In this article we will be reviewing and discussing the various methods to perform data extraction using the common R packages.

Ginice Seah https://www.linkedin.com/in/giniceseah/ (Singapore Management University (School of Computing and Information))https://scis.smu.edu.sg/people/students/MScomputing/currentins
06-18-2021

Introduction

Data and information are easily retrieved from web pages in today’s world. Using various software and applications, the large amount of data available in the webpage environment could be easily obtained. This task is commonly performed via API, whereAPI users would be able to access the structured dataset to conduct their analysis. However, API application is not readily set up for all web applications and hence alternative methods such as web scraping is conducted to fetch the data and information.

Web scraping is a common technique of reformatting the dataset from unstructured to structured formation to allow the dataset to be accessed and used. With most of the data available on the internet presented in an unstructured format (HTML format) that is not easily downloadable,pre data processing is required before it could be used for data analysis and data modeling.

Over here in this article we would be scraping dataset from various data platforms to demonstrate how data extraction is conducted as well as the strength and weakness of several R packages. We will be reviewing rvest Quandl,quantmod and tidyquant packages to compare and conduct literature review on these R packages.

Setting up environment

We would first start with setting up the environment and installation of the packages required for web scraping using R. To ensure that we had cleared the environment to perform web scraping, we would remove prior R object using the code below

rm(list=ls())

Next, we would run the following code to validate if the required packages are installed. In the event that the packages are not installed, the code will install the missing packages. Afterwhich, the code would read the required package library onto the current environment.

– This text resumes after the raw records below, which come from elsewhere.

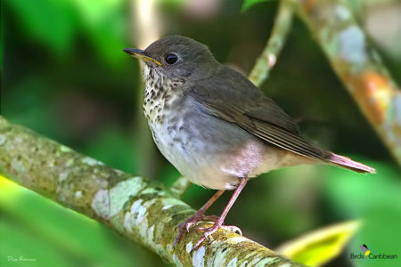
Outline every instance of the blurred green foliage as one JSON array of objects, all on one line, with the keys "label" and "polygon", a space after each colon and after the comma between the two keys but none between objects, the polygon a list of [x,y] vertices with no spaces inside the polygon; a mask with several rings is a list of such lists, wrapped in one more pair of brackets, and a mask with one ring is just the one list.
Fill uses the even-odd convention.
[{"label": "blurred green foliage", "polygon": [[[259,1],[246,3],[253,2]],[[186,1],[160,3],[163,35],[193,37],[208,44],[219,61],[244,73],[266,44],[277,6],[277,1],[250,4],[241,13],[241,0],[215,1],[217,12],[202,15]],[[1,4],[2,115],[113,167],[141,174],[143,152],[135,139],[139,68],[121,52],[135,46],[133,2],[4,0]],[[401,81],[401,57],[381,53]],[[365,222],[348,250],[326,266],[375,266],[349,260],[349,253],[357,253],[364,243],[401,259],[400,170],[299,20],[295,20],[261,89],[299,121],[308,140],[359,158],[378,174],[360,175],[331,166],[274,171],[247,185],[227,223],[274,248],[315,229],[361,218]],[[149,178],[168,185],[179,175],[159,152],[151,167],[156,171]],[[163,264],[97,222],[4,182],[0,183],[1,266],[12,263],[9,255],[37,258],[29,266]],[[199,207],[212,194],[192,185],[183,198]],[[229,197],[225,193],[210,214],[219,214]],[[400,265],[386,262],[386,266],[393,263]]]}]

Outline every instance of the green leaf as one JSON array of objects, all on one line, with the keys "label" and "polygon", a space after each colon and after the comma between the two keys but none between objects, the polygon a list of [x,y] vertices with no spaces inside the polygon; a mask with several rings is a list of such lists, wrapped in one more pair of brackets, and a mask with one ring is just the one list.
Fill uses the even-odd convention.
[{"label": "green leaf", "polygon": [[58,54],[71,47],[76,29],[76,18],[68,1],[9,0],[21,27],[31,37]]},{"label": "green leaf", "polygon": [[243,1],[242,4],[242,8],[241,10],[241,12],[246,12],[248,9],[250,9],[250,7],[251,7],[252,5],[255,5],[256,4],[258,3],[262,3],[262,2],[269,2],[272,0],[245,0]]},{"label": "green leaf", "polygon": [[89,41],[100,56],[116,64],[126,55],[121,49],[127,46],[125,31],[129,21],[123,0],[70,0],[78,12]]},{"label": "green leaf", "polygon": [[282,245],[277,252],[294,262],[320,266],[340,255],[360,224],[350,221],[325,227]]}]

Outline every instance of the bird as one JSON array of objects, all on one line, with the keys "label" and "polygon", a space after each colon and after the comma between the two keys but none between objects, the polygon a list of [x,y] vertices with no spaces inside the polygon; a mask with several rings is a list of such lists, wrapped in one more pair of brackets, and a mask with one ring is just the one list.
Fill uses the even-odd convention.
[{"label": "bird", "polygon": [[[192,250],[219,229],[241,234],[224,221],[249,179],[261,174],[319,164],[375,172],[306,141],[290,116],[245,76],[220,64],[205,44],[168,36],[144,50],[123,51],[142,62],[143,109],[161,154],[192,183],[217,190],[177,225],[174,247],[185,230],[203,220],[215,222],[199,229],[203,234]],[[233,190],[219,217],[205,215],[224,191]]]}]

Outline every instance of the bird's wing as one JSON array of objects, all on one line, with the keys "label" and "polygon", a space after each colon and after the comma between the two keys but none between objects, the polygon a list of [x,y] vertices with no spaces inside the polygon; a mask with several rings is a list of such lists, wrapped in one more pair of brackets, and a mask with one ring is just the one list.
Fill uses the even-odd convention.
[{"label": "bird's wing", "polygon": [[327,151],[299,135],[297,125],[277,104],[227,67],[222,66],[212,77],[194,83],[188,93],[209,114],[271,144],[311,158],[324,160],[328,157]]}]

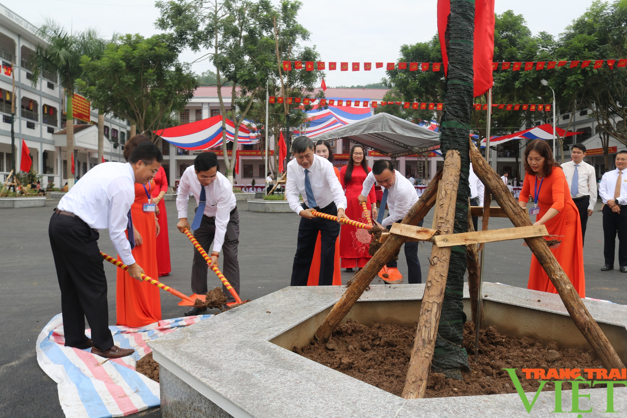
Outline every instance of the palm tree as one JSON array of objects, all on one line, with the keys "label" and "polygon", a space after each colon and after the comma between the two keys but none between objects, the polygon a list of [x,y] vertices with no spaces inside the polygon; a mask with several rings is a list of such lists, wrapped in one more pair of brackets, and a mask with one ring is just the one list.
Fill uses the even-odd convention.
[{"label": "palm tree", "polygon": [[[38,45],[32,56],[33,71],[31,82],[36,86],[43,72],[58,75],[59,84],[65,90],[67,100],[66,149],[66,153],[73,153],[74,113],[72,98],[76,88],[76,80],[83,72],[81,57],[87,55],[97,58],[101,56],[104,50],[104,41],[95,29],[89,29],[73,35],[50,19],[46,19],[38,28],[38,35],[48,45]],[[74,174],[70,170],[68,173],[68,189],[73,185]]]}]

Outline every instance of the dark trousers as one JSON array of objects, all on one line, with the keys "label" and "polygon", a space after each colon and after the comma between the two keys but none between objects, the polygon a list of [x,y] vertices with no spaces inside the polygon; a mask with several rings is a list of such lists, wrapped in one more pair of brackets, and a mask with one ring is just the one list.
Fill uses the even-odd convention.
[{"label": "dark trousers", "polygon": [[78,218],[54,213],[48,234],[61,289],[65,345],[76,346],[87,341],[87,316],[93,346],[108,350],[113,339],[108,327],[107,277],[98,248],[98,233]]},{"label": "dark trousers", "polygon": [[[307,206],[303,203],[303,209]],[[322,208],[319,212],[327,215],[337,215],[335,204]],[[296,244],[296,254],[292,267],[292,286],[306,286],[309,277],[309,268],[314,258],[314,250],[320,235],[320,276],[319,286],[331,286],[333,284],[333,271],[335,267],[335,240],[340,235],[340,224],[324,218],[314,219],[300,218],[298,225],[298,240]]]},{"label": "dark trousers", "polygon": [[[396,221],[400,222],[401,221]],[[423,221],[420,221],[419,227],[423,226]],[[387,225],[389,230],[392,225]],[[416,284],[423,282],[423,273],[420,269],[420,262],[418,260],[418,244],[419,242],[405,242],[403,246],[405,247],[405,259],[407,260],[408,270],[408,282],[409,284]],[[397,261],[390,261],[386,265],[389,267],[396,267],[398,265]]]},{"label": "dark trousers", "polygon": [[586,240],[586,226],[587,225],[587,206],[590,204],[589,196],[582,196],[577,199],[573,199],[577,206],[577,210],[579,211],[579,219],[581,220],[581,242]]},{"label": "dark trousers", "polygon": [[[477,198],[473,199],[470,199],[470,206],[479,206],[479,202],[477,201]],[[479,217],[472,217],[472,226],[475,227],[475,231],[478,231],[479,228]]]},{"label": "dark trousers", "polygon": [[[198,209],[198,208],[196,208]],[[198,229],[194,231],[194,237],[198,240],[208,254],[211,254],[211,243],[216,235],[216,220],[206,215],[203,215],[203,220]],[[220,271],[226,277],[226,280],[240,294],[240,263],[237,259],[238,245],[240,244],[240,215],[237,208],[231,212],[231,218],[226,225],[224,233],[224,242],[222,245],[222,256],[218,259]],[[207,262],[200,255],[198,250],[194,249],[194,260],[192,261],[192,291],[198,294],[207,292],[207,272],[209,267]],[[213,272],[212,272],[213,274]],[[217,277],[216,277],[217,279]],[[235,298],[222,286],[222,292],[226,295],[227,302],[234,302]]]},{"label": "dark trousers", "polygon": [[603,256],[605,264],[614,265],[616,233],[618,233],[618,265],[627,265],[627,205],[620,206],[621,212],[616,213],[609,206],[603,206]]}]

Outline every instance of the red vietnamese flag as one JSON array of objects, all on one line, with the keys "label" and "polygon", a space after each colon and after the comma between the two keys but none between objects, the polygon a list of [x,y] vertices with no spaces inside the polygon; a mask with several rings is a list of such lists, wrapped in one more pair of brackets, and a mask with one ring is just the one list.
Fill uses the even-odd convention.
[{"label": "red vietnamese flag", "polygon": [[[446,39],[445,34],[450,14],[450,0],[438,0],[438,33],[445,76],[450,40]],[[488,91],[493,84],[492,64],[494,59],[494,0],[475,1],[473,44],[473,95],[477,97]]]},{"label": "red vietnamese flag", "polygon": [[[31,150],[26,146],[26,142],[23,138],[22,151],[20,153],[19,156],[19,169],[27,173],[31,170],[31,166],[33,166],[33,159],[28,155],[30,152]],[[72,173],[74,173],[74,153],[72,153]]]},{"label": "red vietnamese flag", "polygon": [[287,146],[285,145],[285,140],[283,137],[283,131],[278,137],[278,172],[283,173],[285,169],[283,167],[283,162],[287,155]]}]

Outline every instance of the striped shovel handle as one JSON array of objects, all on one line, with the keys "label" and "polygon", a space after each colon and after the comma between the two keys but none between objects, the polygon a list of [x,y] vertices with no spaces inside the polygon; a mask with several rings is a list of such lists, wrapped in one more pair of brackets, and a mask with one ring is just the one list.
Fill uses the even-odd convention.
[{"label": "striped shovel handle", "polygon": [[368,206],[366,205],[366,202],[361,202],[361,207],[364,208],[364,213],[366,214],[366,220],[368,222],[368,225],[371,227],[372,226],[372,220],[371,219],[371,217],[368,213],[370,213],[370,211],[368,210]]},{"label": "striped shovel handle", "polygon": [[[187,236],[187,238],[189,238],[189,240],[192,242],[192,244],[194,244],[194,246],[196,247],[196,249],[198,250],[198,252],[199,252],[200,255],[203,256],[203,258],[204,259],[204,260],[207,262],[207,264],[208,265],[209,263],[211,263],[211,258],[208,255],[207,255],[207,252],[203,249],[203,247],[201,246],[200,244],[198,242],[196,238],[194,237],[194,235],[192,235],[192,233],[189,232],[189,230],[186,228],[184,230],[183,230],[183,233]],[[235,298],[236,303],[241,303],[241,299],[240,299],[240,295],[237,294],[237,292],[235,291],[235,289],[233,289],[233,287],[231,286],[231,284],[229,283],[228,280],[226,280],[226,277],[225,277],[224,275],[222,274],[222,272],[218,270],[218,267],[216,267],[215,265],[211,266],[211,270],[213,270],[213,272],[214,272],[216,275],[218,276],[218,278],[220,279],[220,281],[222,282],[222,284],[224,285],[225,287],[226,287],[226,290],[230,292],[233,297]]]},{"label": "striped shovel handle", "polygon": [[[102,252],[102,251],[100,252],[100,255],[102,255],[102,258],[103,258],[105,260],[107,260],[107,261],[108,261],[112,264],[114,264],[114,265],[117,265],[117,267],[120,267],[122,270],[125,270],[127,271],[129,271],[129,266],[127,265],[126,264],[124,264],[121,261],[118,261],[117,260],[116,260],[113,257],[111,257],[110,255],[107,255],[107,254],[105,254],[105,253]],[[192,301],[191,297],[189,297],[188,296],[186,296],[186,295],[183,294],[182,293],[181,293],[179,291],[176,290],[174,287],[171,287],[170,286],[166,286],[163,283],[162,283],[161,282],[157,281],[154,279],[152,279],[152,278],[151,278],[151,277],[146,276],[144,273],[142,273],[142,279],[144,280],[144,281],[145,281],[145,282],[148,282],[150,284],[155,285],[157,287],[161,287],[161,289],[162,289],[163,290],[166,291],[166,292],[169,292],[170,293],[171,293],[172,294],[174,295],[177,297],[180,297],[181,299],[183,299],[184,301],[187,301],[187,302],[191,302],[192,304],[194,303],[194,301]]]},{"label": "striped shovel handle", "polygon": [[[326,213],[323,213],[322,212],[319,212],[317,210],[312,211],[312,215],[319,218],[324,218],[325,219],[328,219],[329,220],[334,220],[336,222],[337,222],[337,217],[333,216],[332,215],[327,215]],[[342,223],[345,223],[346,225],[351,225],[356,228],[363,228],[364,229],[372,228],[372,227],[369,225],[362,223],[361,222],[357,222],[357,221],[351,220],[346,220],[344,218],[342,218],[340,222]]]}]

packages = c('Quandl','rvest','quantmod','tidyquant','rmarkdown','tidyr','tidyverse',
             'data.table','XML','xml2','httr','rmarkdown','knitr')
for (p in packages) {
  if(!require(p,character.only = T)){
    install.packages(p)
  }
  library(p,character.only = T)
}

rvest package

After the environment had been set up, we will start by reviewing the rvest R package to scrape dataset from web application. rvest library is first published in 2014 and till now it is constantly having update to allow scraping of data from html web pages in becoming much easier. Development of rvest is inspired from existing R packages such as beautifulsoup4. The R package is designed to work together with magrittr to enable the expression of the complex operations being understood in a simple format for the extraction of nodes and pieces of the HTML document where CSS Selectors are included.

In this article we will mainly be using the sample data from Yahoo Finance. Yahoo Finance is a dynamically created website, where the values of class and data-reactid are dynamically generated attributes and the data is loaded via json. With the data being populated through react.js, we are able to retrieve the data in json format from the data source from the root.app.main component.

To get started there is a need for us to set up the required environment to ensure that we had the following libraries set up:

xml2 — for the reading of HTML or XML format XML — for parsing XML, HTML file or string format *httr — for handling http requests such as GET(), PUT(), POST(), PATCH(), HEAD(), and DELETE()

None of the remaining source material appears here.